Justitia auf dem Frankfurter Römerberg
epd-bild/Heike Lyding
Die juristischen Verfahren gegen den bereits verurteilten Mörder Niels H. gehen weiter. Die Staatsanwaltschaft wirft ihm 97 weitere Patientenmorde aus Geltungssucht und Langeweile vor.
22.01.2018

Der frühere Krankenpfleger Niels H. muss sich wegen 97 weiterer Morde vor Gericht verantworten. Nach Abschluss der umfangreichen Ermittlungen mit mehr als 100 Exhumierungen und toxikologischen Untersuchungen hat die Staatsanwaltschaft Oldenburg nun erneut Anklage vor dem Landgericht Oldenburg erhoben, wie die Behörde am Montag mitteilte.

In dem neuen Verfahren gehe es um 62 Taten in Delmenhorst und 35 Taten in Oldenburg. Für sechs weitere Taten verbüßt H. bereits eine lebenslange Haftstrafe. Wegen der Schwere der Tat darf er nicht nach 15 Jahren entlassen werden.
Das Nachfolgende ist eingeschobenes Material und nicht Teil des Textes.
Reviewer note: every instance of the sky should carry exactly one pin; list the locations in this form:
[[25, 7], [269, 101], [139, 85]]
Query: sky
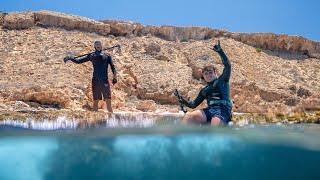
[[292, 17]]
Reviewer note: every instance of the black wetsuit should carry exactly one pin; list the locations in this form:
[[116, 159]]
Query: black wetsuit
[[100, 83], [217, 94]]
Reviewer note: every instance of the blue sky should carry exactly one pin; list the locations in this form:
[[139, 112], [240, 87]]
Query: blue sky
[[293, 17]]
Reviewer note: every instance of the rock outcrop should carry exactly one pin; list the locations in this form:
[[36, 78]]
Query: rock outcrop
[[153, 62]]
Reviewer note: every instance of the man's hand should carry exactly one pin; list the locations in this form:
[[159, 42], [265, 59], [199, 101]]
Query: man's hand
[[114, 80], [217, 47]]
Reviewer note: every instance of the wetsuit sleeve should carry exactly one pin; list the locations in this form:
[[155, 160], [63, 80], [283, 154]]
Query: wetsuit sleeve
[[225, 76], [112, 65], [82, 59], [193, 104]]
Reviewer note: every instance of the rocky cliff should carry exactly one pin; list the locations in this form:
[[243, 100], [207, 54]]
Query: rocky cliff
[[270, 72]]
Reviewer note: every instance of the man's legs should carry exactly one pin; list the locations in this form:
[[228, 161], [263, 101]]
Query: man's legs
[[197, 117], [107, 105]]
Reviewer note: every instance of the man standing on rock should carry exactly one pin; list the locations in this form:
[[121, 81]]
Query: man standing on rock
[[100, 83], [217, 94]]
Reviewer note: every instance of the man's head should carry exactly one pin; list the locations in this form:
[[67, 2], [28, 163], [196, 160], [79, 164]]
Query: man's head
[[98, 45], [209, 73]]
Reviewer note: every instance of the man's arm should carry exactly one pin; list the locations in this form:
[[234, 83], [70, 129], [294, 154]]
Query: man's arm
[[113, 69], [193, 104], [225, 76]]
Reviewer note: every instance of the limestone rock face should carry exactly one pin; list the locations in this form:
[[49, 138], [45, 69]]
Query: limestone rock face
[[154, 61], [18, 20], [69, 22], [147, 105]]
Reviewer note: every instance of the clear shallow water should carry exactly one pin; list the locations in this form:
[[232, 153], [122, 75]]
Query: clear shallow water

Niels H. soll zwischen 2000 und 2005 mehr als 100 Menschen in Krankenhäusern in Oldenburg und Delmenhorst ermordet haben. Er hatte Patienten Medikamente gespritzt, um absichtlich lebensbedrohliche Herzprobleme bis hin zum Herzflimmern auszulösen. Anschließend reanimierte er seine Opfer, um als Held zu erscheinen. Bei Gerichtsverhandlungen sprach er auch von Langeweile als Motiv. Dabei habe H. den Tod der Patienten zumindest billigend in Kauf genommen, hieß es seitens der Staatsanwaltschaft.

Zahlreiche Hinweise

Der Leiter der Sonderkommission "Kardio", Arne Schmidt, hatte im vergangenen August die damaligen Klinikleitungen für die Todesfälle mitverantwortlich gemacht: In beiden Kliniken habe es frühzeitig zahlreiche Hinweise gegeben, die eine polizeiliche Ermittlung gerechtfertigt hätten. Allein aufgrund der Aktenlage wäre ein schwerer Verdacht auf H. gefallen, der ihn vermutlich auch überführt hätte. Laut der Staatsanwaltschaft dauern die Ermittlungen gegen damals verantwortliche Mitarbeitende im Klinikum Oldenburg noch an.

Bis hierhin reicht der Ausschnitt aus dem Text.